Türkiye'de faiz oranları başlıca ekonomilere göre en yüksek seviyede olsa da, enflasyonun Şubat ayında %15'in üzerine, en son 2019'un ortalarında gördüğü seviyelere yükselmesi faiz oranlarının daha da artacağına dair beklentileri tetikleyen en önemli sebep oldu.
Bankacılar son dönemde ekonomi yönetiminde yaşanan değişikliklerin de piyasada takip edildiğini de söyledi. Borsa İstanbul Genel Müdürü Hakan Atilla dün istifa ederken Türkiye Varlık Fonu (TVF) genel müdürülüğünde Zafer Sönmez görevden alınırken yerine Arda Ermut atandı.
ABD Hazine Bakanı Janet Yellen dün yaptığı açıklamada, Başkan Joe Biden'ın Coronavirus mali destek paketinin ABD ekonomisindeki "çok güçlü" toparlanmayı desteklemek için yeterli kaynak sağlayacağını ve enflasyonla baş etmek için "yeterli araçların" olduğunu belirtti. Ancak bu açıklama da ABD tahvil getirilerindeki yükselişi durdurmuş değil.
Fed Başkanı Jerome Powell'ın geçen haftaki konuşmasında tahvil faizlerindeki yükselişe müdahale edeceğine dair bir sinyal vermemesi gelişmekte olan ülke para birimlerindeki baskının bir kademe daha artmasındaki önemli bir neden olmuştu. Bu hafta iç piyasada işsizlik, cari açık ve sanayi üretimi verileri takip edilecek.

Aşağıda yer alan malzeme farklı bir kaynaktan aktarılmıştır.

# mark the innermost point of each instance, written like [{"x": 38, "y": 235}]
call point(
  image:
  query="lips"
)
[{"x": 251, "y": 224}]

Ekonomi reform paketi de haftanın önemli iç gündem maddelerinden biri. Dış piyasalarda ise Avrupa Merkez Bankası (ECB) perşembe günkü toplantısı izlenecek. Cuma günü ise TCMB'nin beklenti anketi önümüzdeki haftaki faiz kararı öncesi önemli bir diğer gündem maddesi olarak izlenecek.